Published September 19, 2012
Ford hopes the redesigned Fusion will finally trounce the Camry.
The Fusion has become Ford's best-selling car since it went on sale in 2005, and it's one of the top sellers in the country. But Ford hopes the sexier styling, improved fuel economy and features like automatic parallel parking on the 2013 version will help it pass the perennial leader, the Toyota Camry.
Ford is enlisting "American Idol" host Ryan Seacrest to introduce the redesigned sedan alongside CEO Alan Mulally in New York's Times Square Tuesday. It also is holding events in Los Angeles, Miami, San Francisco, and on the lawn of its headquarters in Dearborn, Michigan.
The publicity blitz underscores the importance of the Fusion to Ford, which is rolling out the car to U.S. dealerships later this month. The midsize car segment is the biggest in the U.S., making up half of all car sales so far this year. It's also one of the most hotly contested. Three of the Fusion's biggest rivals — the Honda Accord, Nissan Altima and Chevrolet Malibu — are also new this fall.
Here's more about the 2013 Fusion:
PRICE: The Fusion starts at $21,700, which is less than the current Camry and in line with the new Altima and Accord. But the price rises quickly. A top-of-the-line Fusion with Ford's automatic parking system, lane departure warning, navigation and other goodies is $34,580. An Altima with similar features is $31,950.
POWER: The base engine, a 2.5-liter four-cylinder that gets up to 33 miles per gallon on the highway, is carried over from the old Fusion. But there are four new engine choices: a 1.6-liter, four-cylinder EcoBoost that's expected to get 37 mpg; a 2.0-liter, four-cylinder EcoBoost in its top-of-the-line Titanium model; a hybrid that gets an industry-best 47 mpg in the city; and a plug-in hybrid, called the Fusion Energi, which runs for longer on the battery and should get the equivalent of more than 100 mpg.
EXTERIOR DESIGN: The Fusion has a more aggressive look, borrowing the chiseled, aerodynamic profile of Ford's other new cars, the Fiesta and Focus.
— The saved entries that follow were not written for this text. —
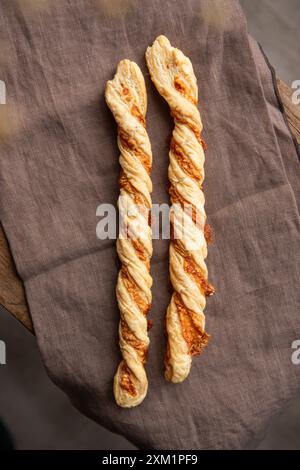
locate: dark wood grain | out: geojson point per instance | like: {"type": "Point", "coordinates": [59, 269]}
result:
{"type": "Point", "coordinates": [12, 295]}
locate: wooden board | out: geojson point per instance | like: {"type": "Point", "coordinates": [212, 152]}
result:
{"type": "Point", "coordinates": [12, 295]}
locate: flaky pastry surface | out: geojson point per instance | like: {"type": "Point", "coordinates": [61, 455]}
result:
{"type": "Point", "coordinates": [172, 74]}
{"type": "Point", "coordinates": [127, 100]}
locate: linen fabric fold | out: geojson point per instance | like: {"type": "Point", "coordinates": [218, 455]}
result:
{"type": "Point", "coordinates": [59, 161]}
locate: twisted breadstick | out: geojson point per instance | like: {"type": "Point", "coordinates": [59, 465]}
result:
{"type": "Point", "coordinates": [127, 99]}
{"type": "Point", "coordinates": [173, 76]}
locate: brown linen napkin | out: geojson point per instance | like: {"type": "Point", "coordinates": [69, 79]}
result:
{"type": "Point", "coordinates": [59, 161]}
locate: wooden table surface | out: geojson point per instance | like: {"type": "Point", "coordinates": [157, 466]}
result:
{"type": "Point", "coordinates": [12, 295]}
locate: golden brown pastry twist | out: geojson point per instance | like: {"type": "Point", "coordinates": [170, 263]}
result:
{"type": "Point", "coordinates": [127, 99]}
{"type": "Point", "coordinates": [173, 76]}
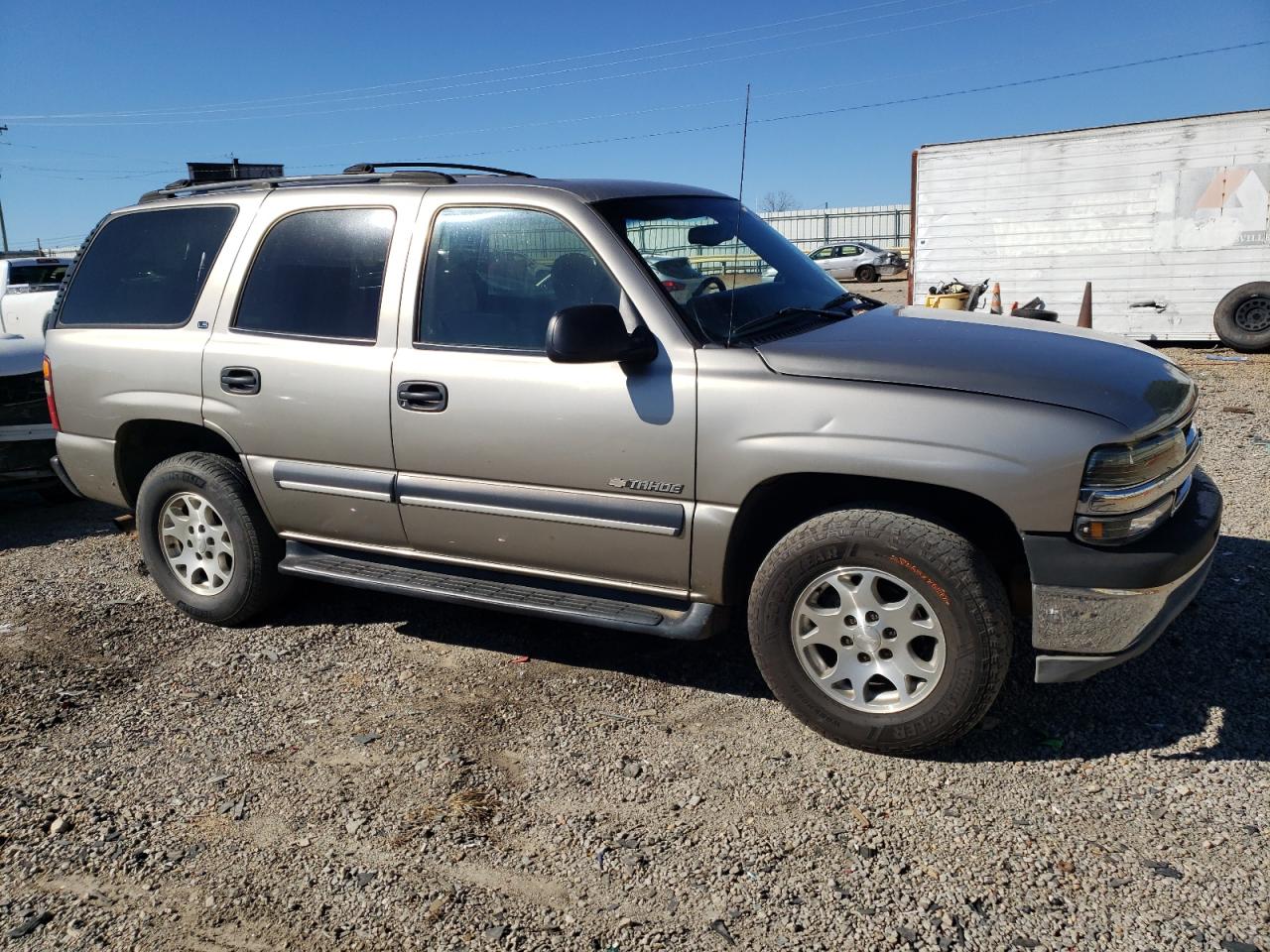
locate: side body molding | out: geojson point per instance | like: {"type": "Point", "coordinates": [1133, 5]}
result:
{"type": "Point", "coordinates": [652, 516]}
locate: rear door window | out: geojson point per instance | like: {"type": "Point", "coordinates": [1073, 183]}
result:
{"type": "Point", "coordinates": [37, 277]}
{"type": "Point", "coordinates": [318, 275]}
{"type": "Point", "coordinates": [145, 270]}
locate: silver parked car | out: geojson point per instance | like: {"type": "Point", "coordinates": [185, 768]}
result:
{"type": "Point", "coordinates": [26, 429]}
{"type": "Point", "coordinates": [681, 281]}
{"type": "Point", "coordinates": [474, 388]}
{"type": "Point", "coordinates": [857, 261]}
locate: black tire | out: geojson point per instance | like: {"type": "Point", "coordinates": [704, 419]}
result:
{"type": "Point", "coordinates": [1242, 317]}
{"type": "Point", "coordinates": [943, 569]}
{"type": "Point", "coordinates": [254, 581]}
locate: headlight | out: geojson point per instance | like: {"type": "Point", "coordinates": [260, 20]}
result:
{"type": "Point", "coordinates": [1130, 488]}
{"type": "Point", "coordinates": [1128, 465]}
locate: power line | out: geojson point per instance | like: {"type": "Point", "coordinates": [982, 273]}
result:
{"type": "Point", "coordinates": [878, 104]}
{"type": "Point", "coordinates": [697, 40]}
{"type": "Point", "coordinates": [853, 39]}
{"type": "Point", "coordinates": [698, 104]}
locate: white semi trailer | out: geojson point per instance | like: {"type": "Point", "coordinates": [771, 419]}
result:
{"type": "Point", "coordinates": [1169, 221]}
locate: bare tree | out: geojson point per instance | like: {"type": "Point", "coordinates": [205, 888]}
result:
{"type": "Point", "coordinates": [778, 202]}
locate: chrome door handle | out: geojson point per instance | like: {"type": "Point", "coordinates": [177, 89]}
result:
{"type": "Point", "coordinates": [422, 397]}
{"type": "Point", "coordinates": [240, 380]}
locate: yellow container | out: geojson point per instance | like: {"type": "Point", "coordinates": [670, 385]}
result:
{"type": "Point", "coordinates": [949, 302]}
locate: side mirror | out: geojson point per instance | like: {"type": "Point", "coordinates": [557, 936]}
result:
{"type": "Point", "coordinates": [597, 334]}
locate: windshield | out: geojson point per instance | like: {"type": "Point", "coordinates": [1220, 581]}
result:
{"type": "Point", "coordinates": [752, 282]}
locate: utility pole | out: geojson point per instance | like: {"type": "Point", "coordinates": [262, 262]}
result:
{"type": "Point", "coordinates": [4, 235]}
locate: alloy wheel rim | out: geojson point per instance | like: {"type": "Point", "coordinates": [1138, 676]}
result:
{"type": "Point", "coordinates": [867, 640]}
{"type": "Point", "coordinates": [1254, 315]}
{"type": "Point", "coordinates": [197, 543]}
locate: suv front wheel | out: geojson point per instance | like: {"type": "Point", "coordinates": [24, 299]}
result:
{"type": "Point", "coordinates": [880, 630]}
{"type": "Point", "coordinates": [204, 538]}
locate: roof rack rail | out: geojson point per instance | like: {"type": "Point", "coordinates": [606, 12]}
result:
{"type": "Point", "coordinates": [365, 168]}
{"type": "Point", "coordinates": [186, 188]}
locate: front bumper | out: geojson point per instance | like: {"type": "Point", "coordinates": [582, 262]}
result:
{"type": "Point", "coordinates": [1095, 608]}
{"type": "Point", "coordinates": [24, 453]}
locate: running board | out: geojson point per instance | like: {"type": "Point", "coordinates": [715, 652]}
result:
{"type": "Point", "coordinates": [688, 625]}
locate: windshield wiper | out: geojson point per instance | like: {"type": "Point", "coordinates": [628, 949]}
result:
{"type": "Point", "coordinates": [779, 317]}
{"type": "Point", "coordinates": [870, 302]}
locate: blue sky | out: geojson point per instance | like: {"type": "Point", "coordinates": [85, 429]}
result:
{"type": "Point", "coordinates": [143, 87]}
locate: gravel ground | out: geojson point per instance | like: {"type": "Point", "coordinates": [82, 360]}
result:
{"type": "Point", "coordinates": [370, 772]}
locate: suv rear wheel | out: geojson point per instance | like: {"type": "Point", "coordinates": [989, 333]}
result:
{"type": "Point", "coordinates": [880, 630]}
{"type": "Point", "coordinates": [206, 540]}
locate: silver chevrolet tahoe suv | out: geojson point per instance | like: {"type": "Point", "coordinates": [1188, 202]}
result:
{"type": "Point", "coordinates": [468, 385]}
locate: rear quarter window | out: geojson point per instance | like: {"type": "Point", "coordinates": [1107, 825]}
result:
{"type": "Point", "coordinates": [146, 270]}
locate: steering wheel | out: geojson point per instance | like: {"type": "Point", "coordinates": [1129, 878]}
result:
{"type": "Point", "coordinates": [712, 281]}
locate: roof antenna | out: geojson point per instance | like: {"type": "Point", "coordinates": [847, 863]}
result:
{"type": "Point", "coordinates": [740, 190]}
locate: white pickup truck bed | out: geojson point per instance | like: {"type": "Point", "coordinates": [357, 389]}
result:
{"type": "Point", "coordinates": [28, 287]}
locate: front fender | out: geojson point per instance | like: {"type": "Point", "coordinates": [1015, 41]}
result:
{"type": "Point", "coordinates": [1025, 457]}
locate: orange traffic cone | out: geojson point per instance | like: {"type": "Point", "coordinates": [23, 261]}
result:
{"type": "Point", "coordinates": [1086, 316]}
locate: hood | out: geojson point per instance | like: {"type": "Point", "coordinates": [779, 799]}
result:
{"type": "Point", "coordinates": [1006, 357]}
{"type": "Point", "coordinates": [19, 354]}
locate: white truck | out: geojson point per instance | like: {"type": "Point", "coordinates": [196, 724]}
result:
{"type": "Point", "coordinates": [1167, 220]}
{"type": "Point", "coordinates": [28, 287]}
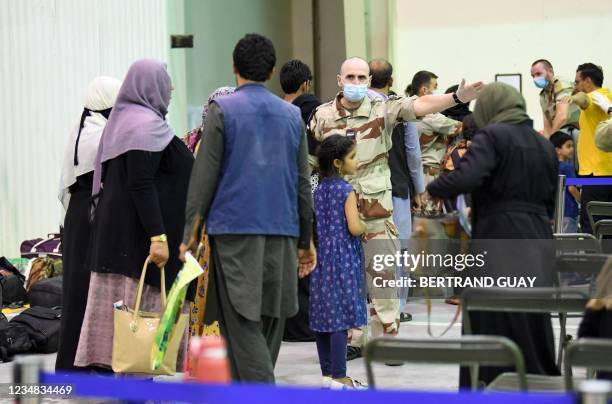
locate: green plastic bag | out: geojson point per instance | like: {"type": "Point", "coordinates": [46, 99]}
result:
{"type": "Point", "coordinates": [190, 271]}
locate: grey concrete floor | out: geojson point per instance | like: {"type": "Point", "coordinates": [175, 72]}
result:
{"type": "Point", "coordinates": [298, 363]}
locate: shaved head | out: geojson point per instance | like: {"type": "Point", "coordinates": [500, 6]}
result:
{"type": "Point", "coordinates": [354, 63]}
{"type": "Point", "coordinates": [354, 71]}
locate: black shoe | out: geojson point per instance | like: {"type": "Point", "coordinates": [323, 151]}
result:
{"type": "Point", "coordinates": [405, 317]}
{"type": "Point", "coordinates": [352, 352]}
Its shuttered grille is gone, replaced by a diamond-shaped one at the end of a sharply creased, pointed hood.
Ford wanted the car to have a premium feel, so it took the extra — and more expensive — step of embedding the Ford badge in the hood instead of attaching it to the grille. Designer Chris Hamilton said the company wanted the car to look like it was worked on by hand.
Ford also incorporated feedback from global focus groups, since the Fusion will be sold all over the world. It redesigned the headlights, for example, after Chinese customers found them too sinister.
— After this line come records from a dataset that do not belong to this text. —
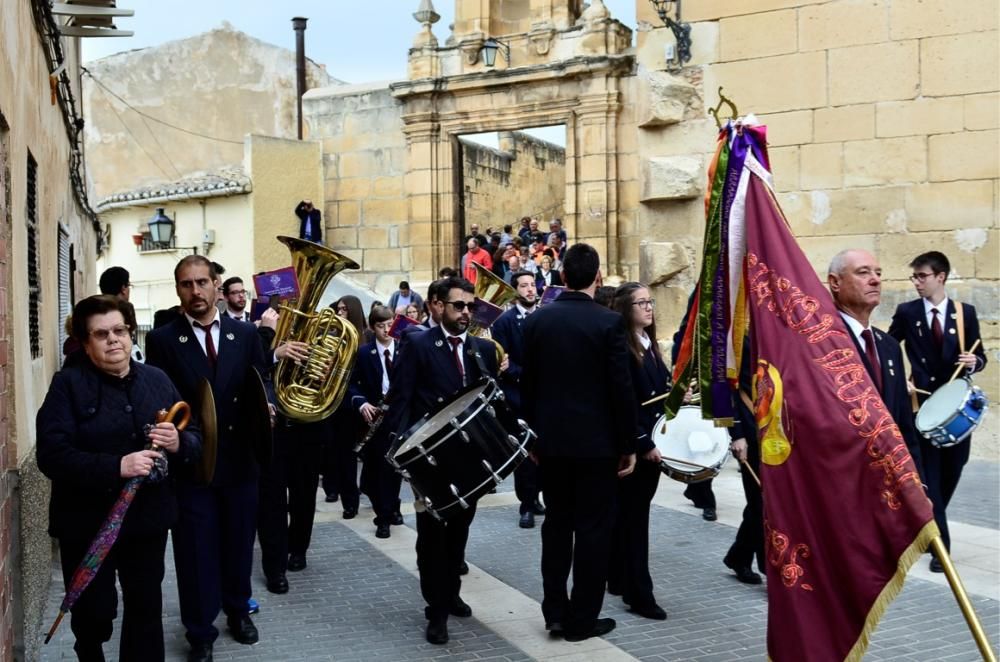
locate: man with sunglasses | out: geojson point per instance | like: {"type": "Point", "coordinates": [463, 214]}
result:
{"type": "Point", "coordinates": [432, 366]}
{"type": "Point", "coordinates": [930, 327]}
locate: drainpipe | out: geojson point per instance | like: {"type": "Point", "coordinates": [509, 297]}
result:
{"type": "Point", "coordinates": [299, 25]}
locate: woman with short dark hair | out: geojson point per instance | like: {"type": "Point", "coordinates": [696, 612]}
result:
{"type": "Point", "coordinates": [91, 441]}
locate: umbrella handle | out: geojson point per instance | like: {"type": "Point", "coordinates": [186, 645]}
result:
{"type": "Point", "coordinates": [164, 416]}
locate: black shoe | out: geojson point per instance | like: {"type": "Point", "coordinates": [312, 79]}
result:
{"type": "Point", "coordinates": [200, 652]}
{"type": "Point", "coordinates": [243, 629]}
{"type": "Point", "coordinates": [437, 631]}
{"type": "Point", "coordinates": [460, 608]}
{"type": "Point", "coordinates": [652, 611]}
{"type": "Point", "coordinates": [743, 572]}
{"type": "Point", "coordinates": [527, 520]}
{"type": "Point", "coordinates": [600, 628]}
{"type": "Point", "coordinates": [278, 584]}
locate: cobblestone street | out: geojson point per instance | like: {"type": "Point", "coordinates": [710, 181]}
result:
{"type": "Point", "coordinates": [359, 598]}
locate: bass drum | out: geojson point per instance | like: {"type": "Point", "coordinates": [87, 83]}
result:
{"type": "Point", "coordinates": [455, 455]}
{"type": "Point", "coordinates": [697, 450]}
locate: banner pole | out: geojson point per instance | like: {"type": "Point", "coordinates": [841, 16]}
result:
{"type": "Point", "coordinates": [937, 546]}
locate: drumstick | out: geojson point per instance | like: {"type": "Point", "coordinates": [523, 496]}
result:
{"type": "Point", "coordinates": [961, 366]}
{"type": "Point", "coordinates": [746, 465]}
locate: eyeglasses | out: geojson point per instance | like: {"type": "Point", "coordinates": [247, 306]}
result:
{"type": "Point", "coordinates": [461, 305]}
{"type": "Point", "coordinates": [102, 335]}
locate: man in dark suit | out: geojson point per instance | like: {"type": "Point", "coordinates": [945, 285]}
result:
{"type": "Point", "coordinates": [310, 222]}
{"type": "Point", "coordinates": [508, 330]}
{"type": "Point", "coordinates": [855, 281]}
{"type": "Point", "coordinates": [432, 366]}
{"type": "Point", "coordinates": [213, 539]}
{"type": "Point", "coordinates": [582, 452]}
{"type": "Point", "coordinates": [935, 345]}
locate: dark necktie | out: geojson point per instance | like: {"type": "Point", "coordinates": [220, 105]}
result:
{"type": "Point", "coordinates": [209, 343]}
{"type": "Point", "coordinates": [936, 329]}
{"type": "Point", "coordinates": [456, 342]}
{"type": "Point", "coordinates": [876, 371]}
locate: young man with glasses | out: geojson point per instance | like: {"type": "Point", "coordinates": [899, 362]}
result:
{"type": "Point", "coordinates": [432, 366]}
{"type": "Point", "coordinates": [930, 326]}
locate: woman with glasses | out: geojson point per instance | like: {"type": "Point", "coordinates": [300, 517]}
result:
{"type": "Point", "coordinates": [91, 441]}
{"type": "Point", "coordinates": [629, 573]}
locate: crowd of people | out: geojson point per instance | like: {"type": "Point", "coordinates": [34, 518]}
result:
{"type": "Point", "coordinates": [592, 473]}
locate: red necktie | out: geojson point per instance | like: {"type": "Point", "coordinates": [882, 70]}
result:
{"type": "Point", "coordinates": [873, 358]}
{"type": "Point", "coordinates": [456, 342]}
{"type": "Point", "coordinates": [936, 329]}
{"type": "Point", "coordinates": [209, 343]}
{"type": "Point", "coordinates": [388, 362]}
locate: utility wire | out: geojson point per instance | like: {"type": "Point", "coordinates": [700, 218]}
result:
{"type": "Point", "coordinates": [155, 119]}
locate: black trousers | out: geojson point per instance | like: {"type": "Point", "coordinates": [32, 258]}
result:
{"type": "Point", "coordinates": [138, 562]}
{"type": "Point", "coordinates": [526, 484]}
{"type": "Point", "coordinates": [942, 471]}
{"type": "Point", "coordinates": [306, 448]}
{"type": "Point", "coordinates": [440, 553]}
{"type": "Point", "coordinates": [750, 536]}
{"type": "Point", "coordinates": [701, 493]}
{"type": "Point", "coordinates": [272, 512]}
{"type": "Point", "coordinates": [629, 567]}
{"type": "Point", "coordinates": [213, 552]}
{"type": "Point", "coordinates": [580, 503]}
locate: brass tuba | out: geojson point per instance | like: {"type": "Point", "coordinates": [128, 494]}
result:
{"type": "Point", "coordinates": [492, 289]}
{"type": "Point", "coordinates": [312, 390]}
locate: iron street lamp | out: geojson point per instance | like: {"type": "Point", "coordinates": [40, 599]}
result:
{"type": "Point", "coordinates": [682, 31]}
{"type": "Point", "coordinates": [161, 228]}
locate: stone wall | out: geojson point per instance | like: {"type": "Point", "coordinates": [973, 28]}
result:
{"type": "Point", "coordinates": [524, 177]}
{"type": "Point", "coordinates": [882, 125]}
INTERIOR: The 2013 has more rear-leg room thanks to thinner seats up front. Ford says it has used better, softer materials. Among the options are Ford's Sync voice-controlled entertainment system and its My Ford Touch dashboard screen, which has had some glitches but it still cited by many customers as the reason they buy a Ford, since the technology is far ahead of some rivals.
OPTIONS: Options include a lane-keeping system, which uses cameras to monitor whether a driver is staying in his lane and alerts him if he swerves off course. There's also a system that parallel parks the car automatically, a blind-spot warning system and a cross-traffic alert monitor that beeps if traffic is coming while the car is backing out of a parking space. Toyota only offers a blind-spot monitor on the Camry. The 2013 Accord has lane-departure warning and a forward collision warning system. Neither has the automatic parking feature.
CHEERS: Analysts and fans were wowed by the design when Ford showed the car at the Detroit auto show earlier this year. The Fusion is likely to follow the success of other recent Ford redesigns, including the hot-selling Ford Explorer SUV.
JEERS: The Fusion can get expensive fast when buyers pile on options. It's unclear if Ford will see much demand for the hybrid and plug-in hybrid, since sales of the previous Fusion hybrid were anemic.
WHY IT MATTERS: The Fusion is the fourth-best selling midsize car in the U.S. right now, at 182,000 cars through August, and it's a key moneymaker for Ford. It's a strong new model but must duke it out in a hyper-competitive midsize segment.